By her actions Kim Davis demeans others, and herself.

However, Section 1 of Article III of the US Constitution does provide that ‘judicial Power of the United States, shall be vested in one supreme Court, and in such inferior Courts as the Congress may from time to time ordain and establish,’ and Section 2 says that ‘[t]he judicial Power shall extend to all Cases, in Law and Equity, arising under this Constitution, the Laws of the United States, and Treaties made, or which shall be made, under their Authority …’ (emphasis added)

This makes the Supreme Court of the United States the ultimate arbiter of the US Constitution, and it has done just that in finding marriage equality a constitutional right.

And if there is any confusion about the ‘Christian foundations’ of the US, while the First Amendment protects the ‘free exercise’ of religion, it is also emphatic that Congress must not ‘make … law respecting an establishment of religion.’

The original text proposed by James Madison, one of the Founding Fathers of the United States, is informative of the intentions of the First Amendment: ‘The civil rights of none shall be abridged on account of religious belief or worship, nor shall any national religion be established, nor shall the full and equal rights of conscience be in any manner, or on any pretence, infringed.’ During the debate, Madison told his fellow Members ‘he apprehended the meaning of the words to be, that Congress should not establish a religion, and enforce the legal observation of it by law, nor compel men to worship God in any manner contrary to their conscience.’ A most eloquent expression of the separation of church and state.

Thomas Jefferson
Thomas Jefferson (1743-1826)

Given what we know about them, the Founding Fathers would likely be troubled by the use of religious liberty arguments to erode democracy, personal liberties, and the separation of church and state, which they enshrined in the foundations of the great nation they had created.

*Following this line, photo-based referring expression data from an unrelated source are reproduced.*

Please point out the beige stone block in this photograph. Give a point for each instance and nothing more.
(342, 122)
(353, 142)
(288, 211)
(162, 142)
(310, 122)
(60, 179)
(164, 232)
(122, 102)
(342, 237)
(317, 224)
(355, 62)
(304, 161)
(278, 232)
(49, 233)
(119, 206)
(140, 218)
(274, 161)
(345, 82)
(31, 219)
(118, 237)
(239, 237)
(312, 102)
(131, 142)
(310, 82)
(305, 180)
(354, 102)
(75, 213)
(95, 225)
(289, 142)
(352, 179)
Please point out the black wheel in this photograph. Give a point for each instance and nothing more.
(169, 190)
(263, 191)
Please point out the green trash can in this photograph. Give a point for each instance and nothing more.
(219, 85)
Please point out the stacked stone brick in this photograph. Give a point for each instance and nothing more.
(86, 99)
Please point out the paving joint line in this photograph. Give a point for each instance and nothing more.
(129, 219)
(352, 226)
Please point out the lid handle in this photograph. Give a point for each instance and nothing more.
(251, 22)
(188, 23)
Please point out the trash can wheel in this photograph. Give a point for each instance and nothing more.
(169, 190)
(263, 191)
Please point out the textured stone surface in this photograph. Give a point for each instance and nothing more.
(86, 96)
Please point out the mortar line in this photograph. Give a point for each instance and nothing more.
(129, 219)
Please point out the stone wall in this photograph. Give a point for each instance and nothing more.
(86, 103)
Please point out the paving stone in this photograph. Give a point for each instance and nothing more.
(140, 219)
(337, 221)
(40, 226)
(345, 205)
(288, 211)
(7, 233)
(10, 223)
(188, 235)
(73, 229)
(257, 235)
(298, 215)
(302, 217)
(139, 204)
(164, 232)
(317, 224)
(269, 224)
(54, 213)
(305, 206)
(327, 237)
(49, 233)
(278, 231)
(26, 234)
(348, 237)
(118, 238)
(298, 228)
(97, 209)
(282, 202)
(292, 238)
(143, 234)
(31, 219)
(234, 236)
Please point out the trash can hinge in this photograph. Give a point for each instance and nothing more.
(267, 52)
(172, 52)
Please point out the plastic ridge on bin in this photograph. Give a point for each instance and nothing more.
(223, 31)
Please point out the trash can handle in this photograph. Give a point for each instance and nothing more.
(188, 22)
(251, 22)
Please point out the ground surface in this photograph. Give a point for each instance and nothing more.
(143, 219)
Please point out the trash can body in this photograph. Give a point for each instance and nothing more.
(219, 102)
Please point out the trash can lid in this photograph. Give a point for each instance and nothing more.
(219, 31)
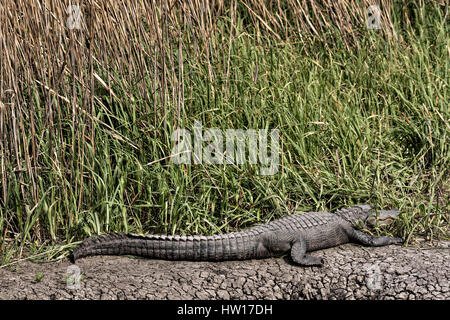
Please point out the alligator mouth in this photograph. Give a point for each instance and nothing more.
(382, 217)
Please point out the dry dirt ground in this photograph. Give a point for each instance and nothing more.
(350, 272)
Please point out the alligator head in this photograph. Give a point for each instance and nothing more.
(368, 215)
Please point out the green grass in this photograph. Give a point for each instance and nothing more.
(369, 124)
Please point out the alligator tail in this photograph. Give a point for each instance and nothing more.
(232, 246)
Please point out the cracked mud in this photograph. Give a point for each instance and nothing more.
(350, 272)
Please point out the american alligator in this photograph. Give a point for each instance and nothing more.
(298, 234)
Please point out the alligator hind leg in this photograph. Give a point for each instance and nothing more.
(298, 255)
(368, 240)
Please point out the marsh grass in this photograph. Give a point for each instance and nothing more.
(86, 116)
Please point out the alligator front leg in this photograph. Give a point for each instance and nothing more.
(298, 254)
(368, 240)
(280, 242)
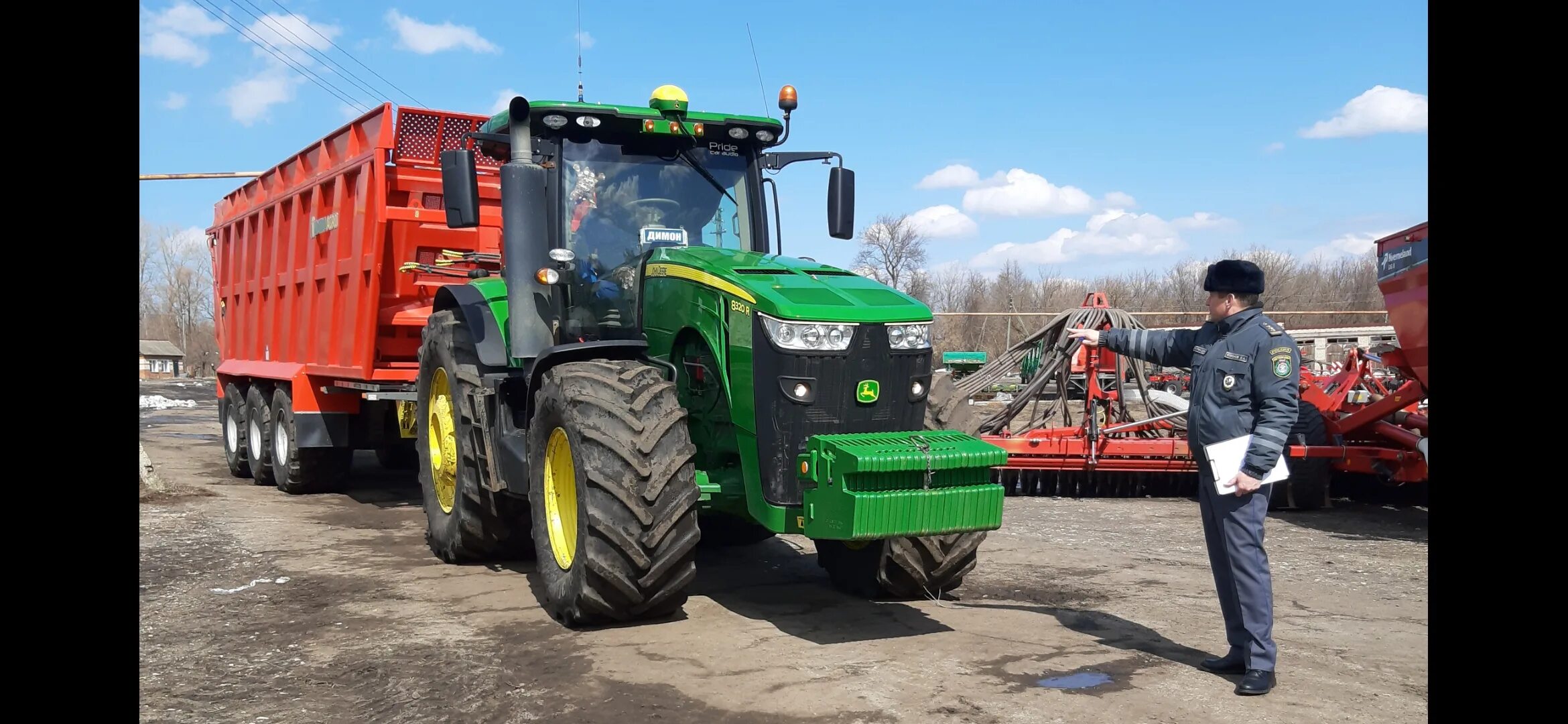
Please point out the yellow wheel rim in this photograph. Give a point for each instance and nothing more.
(443, 438)
(560, 499)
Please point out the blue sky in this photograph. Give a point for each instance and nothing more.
(1081, 138)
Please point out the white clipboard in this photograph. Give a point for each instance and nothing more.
(1225, 461)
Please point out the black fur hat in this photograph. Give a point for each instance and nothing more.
(1236, 276)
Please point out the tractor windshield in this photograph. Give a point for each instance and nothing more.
(625, 202)
(621, 204)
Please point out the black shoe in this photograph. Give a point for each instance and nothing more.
(1232, 664)
(1255, 682)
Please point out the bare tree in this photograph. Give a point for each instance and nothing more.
(893, 249)
(176, 294)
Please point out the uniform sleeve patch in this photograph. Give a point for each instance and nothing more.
(1281, 365)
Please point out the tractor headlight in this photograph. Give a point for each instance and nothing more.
(910, 336)
(808, 336)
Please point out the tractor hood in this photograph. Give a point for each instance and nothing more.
(794, 289)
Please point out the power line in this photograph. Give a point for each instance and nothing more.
(308, 49)
(350, 55)
(311, 77)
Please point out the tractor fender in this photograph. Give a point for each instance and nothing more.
(477, 316)
(580, 351)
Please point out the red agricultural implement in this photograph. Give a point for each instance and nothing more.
(1350, 420)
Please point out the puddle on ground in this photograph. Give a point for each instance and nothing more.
(188, 436)
(1080, 680)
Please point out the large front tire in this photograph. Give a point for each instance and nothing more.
(614, 493)
(901, 568)
(466, 522)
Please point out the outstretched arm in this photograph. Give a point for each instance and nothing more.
(1161, 347)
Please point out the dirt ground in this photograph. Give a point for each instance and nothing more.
(261, 607)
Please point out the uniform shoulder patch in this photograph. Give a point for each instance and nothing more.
(1280, 361)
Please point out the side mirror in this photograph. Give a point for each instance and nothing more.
(460, 187)
(841, 202)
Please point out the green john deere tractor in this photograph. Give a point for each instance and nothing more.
(649, 370)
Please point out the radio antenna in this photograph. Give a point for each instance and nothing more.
(579, 50)
(759, 72)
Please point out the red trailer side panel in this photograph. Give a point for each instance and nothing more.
(306, 256)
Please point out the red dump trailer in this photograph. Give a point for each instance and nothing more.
(325, 270)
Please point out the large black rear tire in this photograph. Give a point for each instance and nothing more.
(614, 493)
(901, 568)
(1307, 488)
(466, 522)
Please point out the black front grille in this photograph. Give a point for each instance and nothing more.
(783, 425)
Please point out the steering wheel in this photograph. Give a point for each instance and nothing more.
(667, 204)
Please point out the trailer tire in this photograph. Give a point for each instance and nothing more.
(308, 471)
(231, 414)
(614, 493)
(259, 428)
(466, 522)
(901, 568)
(1307, 488)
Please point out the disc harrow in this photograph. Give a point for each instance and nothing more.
(1089, 424)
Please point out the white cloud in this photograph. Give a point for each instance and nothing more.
(1350, 245)
(1112, 233)
(1020, 193)
(1118, 200)
(504, 101)
(956, 176)
(173, 34)
(250, 99)
(1380, 110)
(943, 221)
(292, 38)
(426, 38)
(1203, 220)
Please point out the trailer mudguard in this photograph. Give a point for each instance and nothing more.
(476, 311)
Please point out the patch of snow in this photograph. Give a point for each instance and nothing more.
(159, 402)
(248, 585)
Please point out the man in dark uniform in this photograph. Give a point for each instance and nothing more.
(1244, 381)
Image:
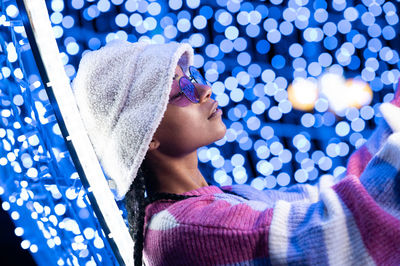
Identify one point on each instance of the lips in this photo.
(213, 109)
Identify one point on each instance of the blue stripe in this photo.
(306, 245)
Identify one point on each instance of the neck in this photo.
(175, 174)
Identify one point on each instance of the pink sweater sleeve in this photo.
(355, 221)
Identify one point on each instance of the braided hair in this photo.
(136, 203)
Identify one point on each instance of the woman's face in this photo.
(187, 126)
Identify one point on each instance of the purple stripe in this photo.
(210, 233)
(379, 230)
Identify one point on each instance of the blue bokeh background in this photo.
(251, 51)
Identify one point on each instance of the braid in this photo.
(136, 203)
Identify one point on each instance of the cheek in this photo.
(181, 127)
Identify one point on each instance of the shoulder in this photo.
(221, 210)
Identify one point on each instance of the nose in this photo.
(204, 92)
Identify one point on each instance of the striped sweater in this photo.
(353, 220)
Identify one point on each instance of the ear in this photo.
(154, 144)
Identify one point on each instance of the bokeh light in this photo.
(299, 83)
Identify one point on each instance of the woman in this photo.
(147, 112)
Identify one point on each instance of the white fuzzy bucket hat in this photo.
(122, 92)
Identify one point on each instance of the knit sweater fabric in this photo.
(351, 220)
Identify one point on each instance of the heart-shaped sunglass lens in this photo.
(197, 76)
(189, 89)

Historically, Christianity held a lot of sway in Western nations, and Christians were afforded many privileges. However, over the past century Western nations have undergone a fundamental social transformation. Our definitions of humanity, law and morality, and our understanding of science and the world around us, had advanced in leaps and bounds. Religiousness had decreased over the past few decades and there is an increasing non-religious element in society. This brings with it a very reasonable demand for freedom from religion by those who wish to live their lives free of the influence of organised religion and, inevitably, the sharing of the privileges Christians have enjoyed for centuries.

Religion is faith.

But blind faith is ignorance, with no room for reason.

And where there is no reason, there is no room for humanity …

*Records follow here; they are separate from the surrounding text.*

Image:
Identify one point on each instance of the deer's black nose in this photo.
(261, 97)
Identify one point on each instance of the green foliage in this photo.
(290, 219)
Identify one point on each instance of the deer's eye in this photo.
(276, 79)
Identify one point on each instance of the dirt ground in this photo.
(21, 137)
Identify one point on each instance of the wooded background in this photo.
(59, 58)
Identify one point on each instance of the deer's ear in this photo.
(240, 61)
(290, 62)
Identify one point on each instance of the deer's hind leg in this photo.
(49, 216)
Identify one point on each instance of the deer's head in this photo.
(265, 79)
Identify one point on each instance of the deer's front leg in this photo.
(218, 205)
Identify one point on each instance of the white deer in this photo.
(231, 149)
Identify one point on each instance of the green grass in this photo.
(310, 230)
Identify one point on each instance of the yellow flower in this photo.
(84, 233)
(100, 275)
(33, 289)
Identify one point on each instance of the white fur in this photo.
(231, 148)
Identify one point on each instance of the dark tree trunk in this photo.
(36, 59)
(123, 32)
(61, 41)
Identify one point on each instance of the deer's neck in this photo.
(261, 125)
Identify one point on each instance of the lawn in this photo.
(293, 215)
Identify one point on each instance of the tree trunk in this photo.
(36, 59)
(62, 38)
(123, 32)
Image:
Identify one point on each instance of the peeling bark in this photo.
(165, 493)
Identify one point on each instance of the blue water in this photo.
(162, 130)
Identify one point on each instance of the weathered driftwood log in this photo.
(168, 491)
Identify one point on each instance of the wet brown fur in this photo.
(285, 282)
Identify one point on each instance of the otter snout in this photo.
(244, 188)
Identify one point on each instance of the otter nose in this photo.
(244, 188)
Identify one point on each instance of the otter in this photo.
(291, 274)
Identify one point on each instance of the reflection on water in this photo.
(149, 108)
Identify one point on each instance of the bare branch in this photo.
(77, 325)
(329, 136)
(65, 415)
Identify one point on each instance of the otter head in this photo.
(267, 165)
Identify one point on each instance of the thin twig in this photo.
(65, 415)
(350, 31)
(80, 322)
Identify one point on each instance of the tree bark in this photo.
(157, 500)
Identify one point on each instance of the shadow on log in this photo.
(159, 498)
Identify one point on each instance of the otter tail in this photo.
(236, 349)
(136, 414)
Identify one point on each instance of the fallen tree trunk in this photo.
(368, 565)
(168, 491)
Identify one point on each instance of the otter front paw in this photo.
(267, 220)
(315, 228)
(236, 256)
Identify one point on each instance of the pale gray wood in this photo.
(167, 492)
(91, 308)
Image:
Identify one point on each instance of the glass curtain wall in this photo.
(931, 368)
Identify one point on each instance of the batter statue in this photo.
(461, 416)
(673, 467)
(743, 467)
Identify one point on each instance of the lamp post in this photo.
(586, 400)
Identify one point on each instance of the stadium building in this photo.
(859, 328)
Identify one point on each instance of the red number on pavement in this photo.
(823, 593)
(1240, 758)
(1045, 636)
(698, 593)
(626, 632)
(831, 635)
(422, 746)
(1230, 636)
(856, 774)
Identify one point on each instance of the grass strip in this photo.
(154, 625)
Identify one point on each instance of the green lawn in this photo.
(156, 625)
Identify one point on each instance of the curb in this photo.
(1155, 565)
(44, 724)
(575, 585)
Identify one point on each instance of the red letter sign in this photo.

Kim Davis is a product of a society that allowed a hypocritical, right-wing Christian sub-culture to develop, persist and thrive.

A Christian sub-culture which, for far too long, has been allowed to think it has the final word on human morality, and feels entitled to elevate their interpretation of ‘god’s law’ above the laws of our secular democracy.

Kim Davis is no Christian martyr – she’s a poster child for Christian privilege.

They are God’s frauds, cafeteria Christians who pick and choose which Bible verses they heed with less care than they exercise in selecting side orders for lunch. They are joined by religious rationalizers—fundamentalists who, unable to find Scripture supporting their biases and beliefs, twist phrases and modify translations to prove they are honoring the Bible’s words.

The Bible is not the book many American fundamentalists and political opportunists think it is, or more precisely, what they want it to be. Their lack of knowledge about the Bible is well established.
The Bible: So misunderstood it’s a sin,‘ Newsweek (23 December 2014)

More of the interview was aired on The View on 21 September 2015

Kim Davis believes herself to be filled with what she perceives to be god’s ‘wisdom.’ I have one piece of my own wisdom for Kim Davis: if you really believe you know ‘god’s plan’, please seek immediate, quality care. Others shouldn’t have to pay the price for your disturbed soul with their dignity, happiness and rights.